Selon Fré­dé­rique Péna­vaire, le per­son­nel « dénonce une ges­tion auto­ri­taire, une infla­tion de « chefs », et le fait que « les agents de ter­rain ne sont pas rem­pla­cés, en tout cas pas tous lors­qu’il y a un départ mais qu’il y a en revanche un ren­for­ce­ment de la hié­rar­chie ». Laquelle hié­rar­chie n’est pas per­çue par les agent·es ter­ri­to­riaux comme com­pé­tente tel­le­ment les ser­vices peuvent se trou­ver désor­ga­ni­sés.

Les témoi­gnages font éga­le­ment remon­ter une sus­pi­cion de « fli­cage » des agents. Par exemple, des badges ont été ins­tal­lés pour accé­der aux toi­lettes aux ser­vices tech­niques du quar­tier Champ­fleu­ri. Les agents doivent bad­ger chaque fois qu’ils se rendent aux toi­lettes.

« Des éco­no­mies sont faites par­tout », dénonce Fré­dé­rique Péna­vaire, « et les ATSEM disent ne pas avoir le maté­riel ad hoc pour faire l’en­tre­tien des classes ». « Les agents reprochent au maire de ne pas être pré­sent dans les ins­tances pari­taires, de ne pas être au cou­rant de leurs reven­di­ca­tions ! » pour­suit-elle.

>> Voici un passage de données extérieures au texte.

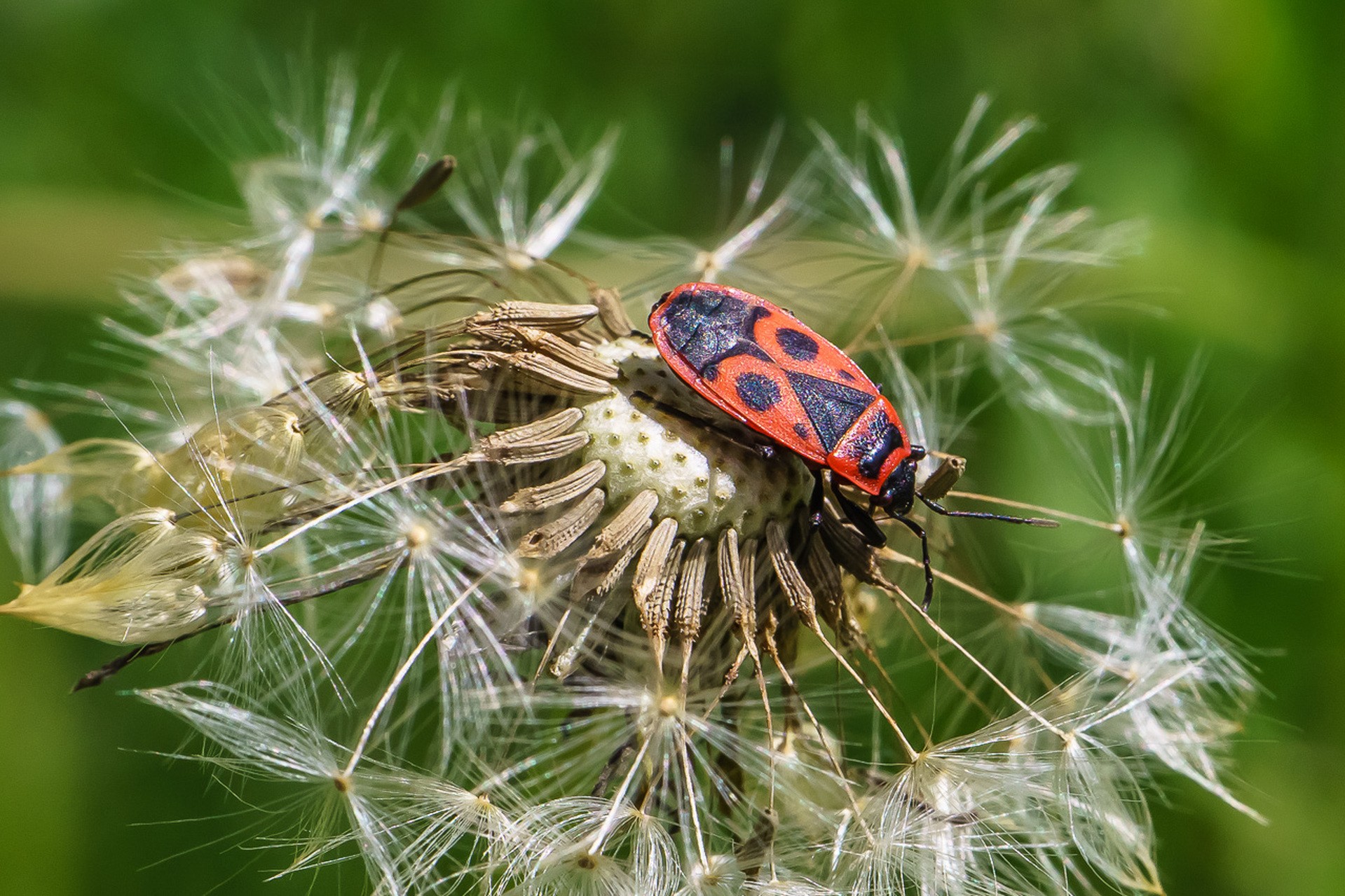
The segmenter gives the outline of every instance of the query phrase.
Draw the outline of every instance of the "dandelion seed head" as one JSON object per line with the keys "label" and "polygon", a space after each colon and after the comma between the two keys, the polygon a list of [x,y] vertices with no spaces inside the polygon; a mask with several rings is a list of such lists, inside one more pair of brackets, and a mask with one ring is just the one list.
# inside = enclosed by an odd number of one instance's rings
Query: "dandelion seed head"
{"label": "dandelion seed head", "polygon": [[787,519],[807,503],[807,467],[795,457],[764,460],[751,448],[760,437],[744,428],[734,428],[734,440],[705,426],[703,405],[648,342],[617,339],[600,355],[624,382],[585,406],[581,426],[590,435],[584,459],[607,467],[611,503],[652,488],[659,514],[677,519],[687,538],[729,527],[760,537],[768,519]]}
{"label": "dandelion seed head", "polygon": [[[578,231],[615,130],[572,153],[546,122],[504,140],[469,117],[459,160],[428,147],[398,200],[378,106],[339,70],[319,114],[278,120],[282,152],[239,165],[253,238],[126,291],[137,320],[109,332],[137,363],[95,396],[114,437],[63,444],[0,402],[0,523],[32,583],[0,612],[144,655],[214,644],[214,682],[141,696],[200,759],[303,795],[284,873],[358,857],[389,895],[1161,892],[1155,772],[1251,814],[1225,759],[1255,682],[1186,607],[1215,539],[1166,484],[1181,414],[1073,316],[1072,273],[1124,234],[1068,204],[1072,167],[1001,171],[1032,120],[982,136],[978,100],[932,190],[868,114],[850,143],[815,130],[794,172],[779,128],[713,237],[627,241]],[[438,187],[457,233],[413,211]],[[886,517],[878,546],[862,494],[815,495],[636,330],[689,278],[885,358],[924,496],[1111,530],[1114,587],[1005,596],[976,525],[933,506],[908,521],[928,561]],[[998,444],[962,387],[979,374],[987,404],[1103,436],[1103,519],[956,488],[947,448]],[[73,507],[106,525],[67,557]],[[904,588],[927,562],[928,613]]]}

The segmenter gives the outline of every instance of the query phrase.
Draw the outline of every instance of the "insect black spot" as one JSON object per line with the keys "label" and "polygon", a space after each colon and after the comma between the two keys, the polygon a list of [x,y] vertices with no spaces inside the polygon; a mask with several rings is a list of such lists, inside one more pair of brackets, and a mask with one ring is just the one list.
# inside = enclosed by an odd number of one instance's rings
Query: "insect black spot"
{"label": "insect black spot", "polygon": [[780,327],[775,331],[775,340],[795,361],[812,361],[818,357],[818,340],[800,330]]}
{"label": "insect black spot", "polygon": [[769,377],[755,373],[738,374],[733,381],[733,387],[752,410],[769,410],[780,401],[780,386]]}
{"label": "insect black spot", "polygon": [[822,447],[831,451],[837,447],[859,414],[873,404],[866,391],[851,389],[830,379],[810,377],[796,370],[785,371],[790,386],[808,414],[808,421],[818,431]]}

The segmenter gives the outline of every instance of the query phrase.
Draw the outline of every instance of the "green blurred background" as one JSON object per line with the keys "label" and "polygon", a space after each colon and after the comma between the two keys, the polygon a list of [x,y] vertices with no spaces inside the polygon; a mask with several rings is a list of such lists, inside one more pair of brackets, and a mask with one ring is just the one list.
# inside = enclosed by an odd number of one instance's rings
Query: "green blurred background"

Le maire Vincent Chriqui directement interpellé

Inter­pel­lant direc­te­ment le maire devant sa per­ma­nence élec­to­rale, les agent·es ont pu, via Eric Orcel le délé­gué CGT des Ter­ri­to­riaux, rap­pe­ler un cer­tain nombre de constats et reven­di­ca­tions :

  • La dété­rio­ra­tion au fil des mois des condi­tions de tra­vail des agents ;
  • Les mul­tiples réor­ga­ni­sa­tions de ser­vice qui affectent la san­té men­tale des agents ;
  • Les tickets res­tau­rant qui ne sont pas tou­jours attri­bués léga­le­ment et le refus de rap­pel au moins sur une année ;
  • L’absence de contrat col­lec­tif pour la pré­voyance et la mutuelle ;
  • La par­ti­ci­pa­tion employeur sur les mutuelles qui est tou­jours sur le mini­mum impo­sé ;
  • Le péri­sco­laire en souf­france, les agents qui jouent aux chaises musi­cales : auto rem­pla­ce­ment, sup­pléer au manque d’AESH…
  • Des écarts de primes injustes.

Eric Orcel a rap­pe­lé le rôle irrem­pla­çable des agent·es « qui assurent le fonc­tion­ne­ment de la com­mune, et qui se sentent aujourd’hui oubliés et non recon­nus ». Le délé­gué CGT a rajou­té que les « agent·es demandent plus d’équité, de la recon­nais­sance pour tous les ser­vices et un véri­table dia­logue social avec la muni­ci­pa­li­té ».